The government on April 25 started reclaiming land off the Henoko district of the Okinawa Prefecture city of Nago despite protests from the prefecture, as it prepares to relocate U.S. Marine Corps Air Station Futenma to the area. The move comes 21 years after Tokyo and Washington agreed to return the air station land in the city of Ginowan to Japanese control.
May 15 will mark the 45th anniversary of the reversion of Okinawa to Japan. The new military facility will be the first major U.S. base for the Japanese government to construct since the 1972 reversion. But forcefully constructing the base will not only damage the natural environment in the landfill area, but could also create a rift of opposition between the central government and Okinawa Prefecture that cannot be closed.
In a news conference at the Okinawa Prefectural Government headquarters, an angered Okinawa Gov. Takeshi Onaga heavily criticized the government's move.
"It's unforgivable that the Okinawa Defense Bureau forcefully went ahead with shore protection work without heeding the prefecture's request to halt construction," he said.
After the Japanese and U.S. governments reached an agreement in 1996 to return the land occupied by U.S. Marine Corps Air Station Futenma to Japanese control, the base relocation plan took various twists and turns. The second administration formed by Prime Minister Shinzo Abe in 2012, however, took the line of forcefully relocating the base to the Henoko area, saying that this was the "only solution." In December 2013, then Gov. Hirokazu Nakaima granted permission for landfill work to begin off the Henoko coast. With the launch of construction on April 25, the government has crossed a line that successive administrations of the past had not been able to cross.
Onaga argued that the new base could be used for the next 100 or 200 years, perpetuating Okinawa's excessive burden of hosting U.S. military facilities. Today, 72 years since the end of the Pacific War, Okinawa Prefecture, which accounts for just 0.6 percent of Japan's total land area, hosts 70.6 percent of U.S. military facilities -- a fact that has stirred anger in Okinawa. Protests against the landfill work were held around the Henoko area as well as in the prefectural capital, Naha.
The central government, on the other hand, has prioritized strengthening the Japan.-U.S. alliance to counter North Korea's nuclear weapon and missile development, and the rise of China's military. At the replacement site off Henoko, new facilities that the Futenma base does not have, such as a pier where large vessels can stop and a working area to load ammunition onto aircraft, will also be constructed.
The prefectural government has expressed concern that the natural environment will be severely damaged by the construction of the new base for the U.S. military.
Oura Bay, in which an area of about 160 hectares will be reclaimed for the new base, has abundant coral reefs and seaweed beds, and over 5,800 types of creatures are confirmed to live there.
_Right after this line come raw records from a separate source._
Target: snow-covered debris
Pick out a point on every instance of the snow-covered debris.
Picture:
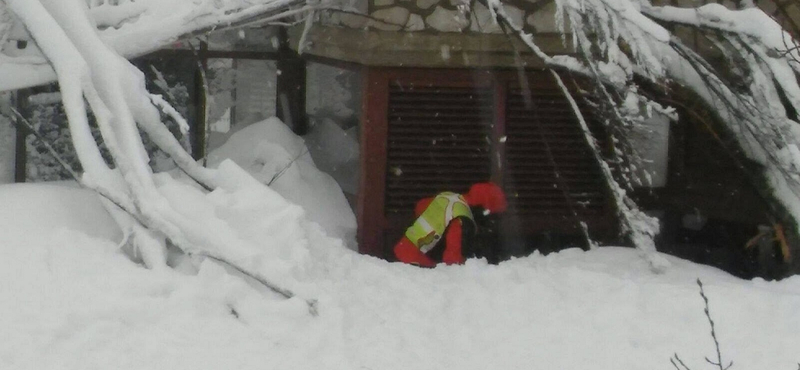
(280, 159)
(73, 301)
(134, 28)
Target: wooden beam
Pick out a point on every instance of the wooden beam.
(426, 50)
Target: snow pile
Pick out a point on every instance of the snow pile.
(73, 301)
(275, 156)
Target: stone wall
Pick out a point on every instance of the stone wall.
(447, 16)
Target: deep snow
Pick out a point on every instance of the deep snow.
(71, 300)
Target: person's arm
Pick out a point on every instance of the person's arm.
(452, 252)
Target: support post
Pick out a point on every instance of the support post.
(290, 104)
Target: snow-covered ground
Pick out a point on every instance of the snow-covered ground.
(69, 299)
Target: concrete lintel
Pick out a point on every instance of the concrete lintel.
(424, 49)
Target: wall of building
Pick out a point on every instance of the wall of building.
(445, 16)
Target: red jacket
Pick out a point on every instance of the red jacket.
(486, 195)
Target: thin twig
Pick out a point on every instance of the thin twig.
(278, 174)
(677, 360)
(713, 331)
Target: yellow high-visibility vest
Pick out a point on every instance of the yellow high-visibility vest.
(429, 227)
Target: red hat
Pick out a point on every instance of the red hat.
(487, 195)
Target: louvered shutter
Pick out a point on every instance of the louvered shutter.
(550, 170)
(438, 140)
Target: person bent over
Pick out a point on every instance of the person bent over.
(447, 216)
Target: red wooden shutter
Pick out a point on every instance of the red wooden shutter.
(438, 140)
(550, 170)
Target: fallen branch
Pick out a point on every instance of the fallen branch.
(146, 223)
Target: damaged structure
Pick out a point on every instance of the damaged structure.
(403, 99)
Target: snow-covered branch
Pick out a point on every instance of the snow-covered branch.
(133, 29)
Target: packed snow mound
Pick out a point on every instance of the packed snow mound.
(276, 157)
(73, 301)
(35, 210)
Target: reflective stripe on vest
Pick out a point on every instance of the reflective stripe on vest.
(429, 227)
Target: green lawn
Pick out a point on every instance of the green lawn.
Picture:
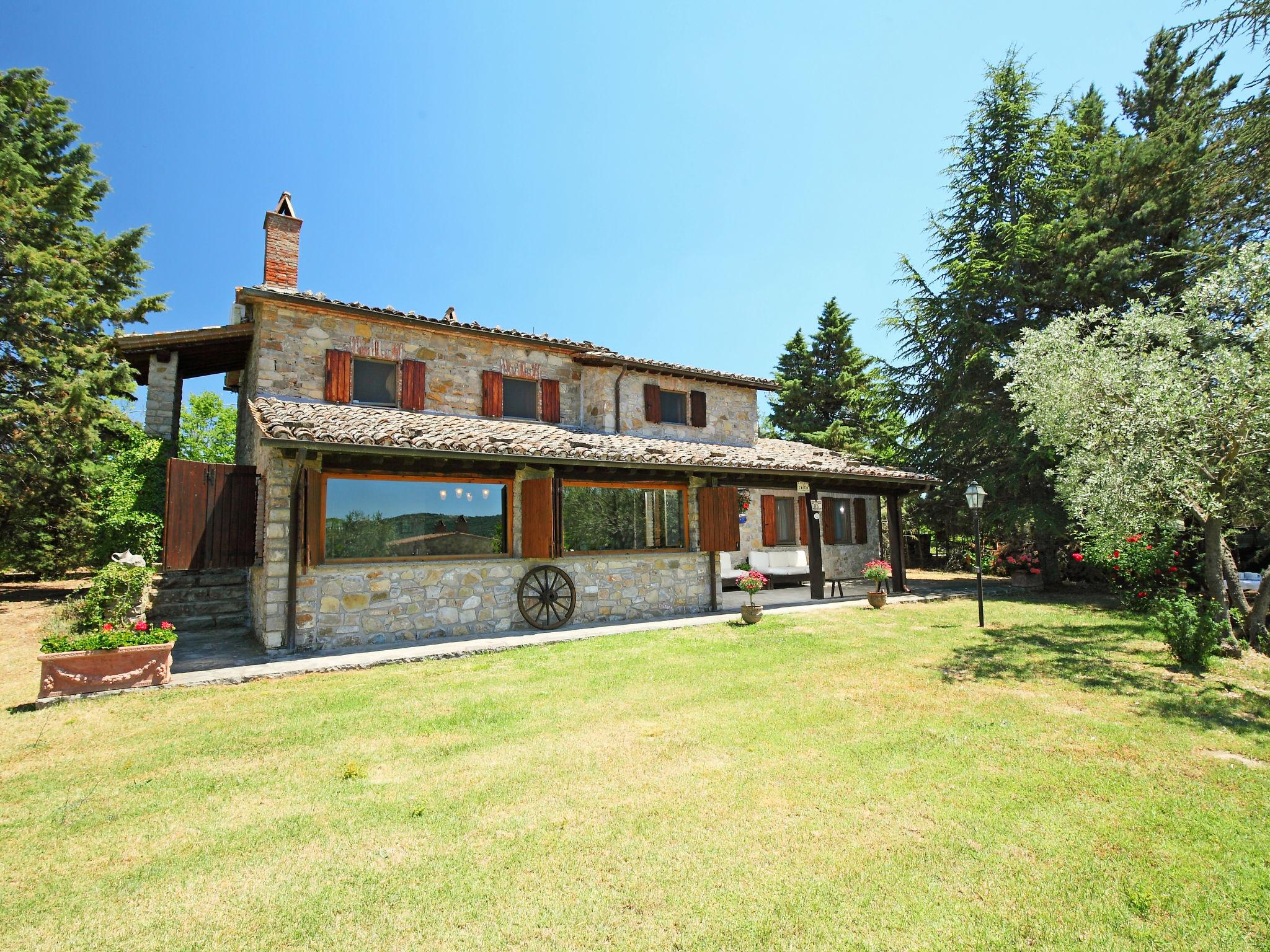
(848, 780)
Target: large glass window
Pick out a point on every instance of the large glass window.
(675, 407)
(394, 518)
(374, 382)
(521, 398)
(614, 518)
(786, 531)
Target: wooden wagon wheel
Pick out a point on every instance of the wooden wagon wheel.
(546, 597)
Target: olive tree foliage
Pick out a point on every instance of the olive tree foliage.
(1161, 413)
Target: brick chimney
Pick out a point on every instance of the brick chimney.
(282, 245)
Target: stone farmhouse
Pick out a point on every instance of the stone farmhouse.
(403, 477)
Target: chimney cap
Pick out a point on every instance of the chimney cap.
(285, 206)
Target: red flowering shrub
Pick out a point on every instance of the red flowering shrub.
(1141, 571)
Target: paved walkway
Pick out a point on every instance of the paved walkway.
(254, 664)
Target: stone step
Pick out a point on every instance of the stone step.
(200, 593)
(205, 578)
(172, 611)
(228, 621)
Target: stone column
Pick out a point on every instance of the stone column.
(163, 399)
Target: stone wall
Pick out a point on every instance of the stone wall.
(404, 601)
(163, 399)
(290, 351)
(361, 604)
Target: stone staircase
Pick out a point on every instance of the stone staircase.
(213, 602)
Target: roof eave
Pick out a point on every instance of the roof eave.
(910, 484)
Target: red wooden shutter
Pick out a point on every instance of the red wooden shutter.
(699, 408)
(861, 526)
(652, 403)
(538, 518)
(492, 394)
(768, 505)
(551, 402)
(311, 518)
(339, 376)
(718, 517)
(413, 379)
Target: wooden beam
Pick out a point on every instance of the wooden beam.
(814, 557)
(895, 524)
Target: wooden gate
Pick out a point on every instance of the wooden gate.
(210, 516)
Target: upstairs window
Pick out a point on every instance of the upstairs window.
(374, 382)
(520, 399)
(841, 519)
(675, 407)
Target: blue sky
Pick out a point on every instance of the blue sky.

Among them are 262 endangered species including the dugong.
"It is feared that coral reef ecosystems could be driven to extinction, and this is a reckless move that ignores the importance of preserving the environment," Onaga said.
Teruo Hiyane, a professor emeritus at the University of the Ryukyus, says that with Okinawa's history of hardship, including the Battle of Okinawa and the 27 years after the war in which Okinawa remained under U.S. control, the issue goes deeper.
"Reclaiming land in the sea off Henoko and building a new base is not mere construction. It's burying the will of the people of Okinawa and the history of pain and suffering of Uchinanchu (the people of Okinawa)," he said. "I wonder if the government understands that."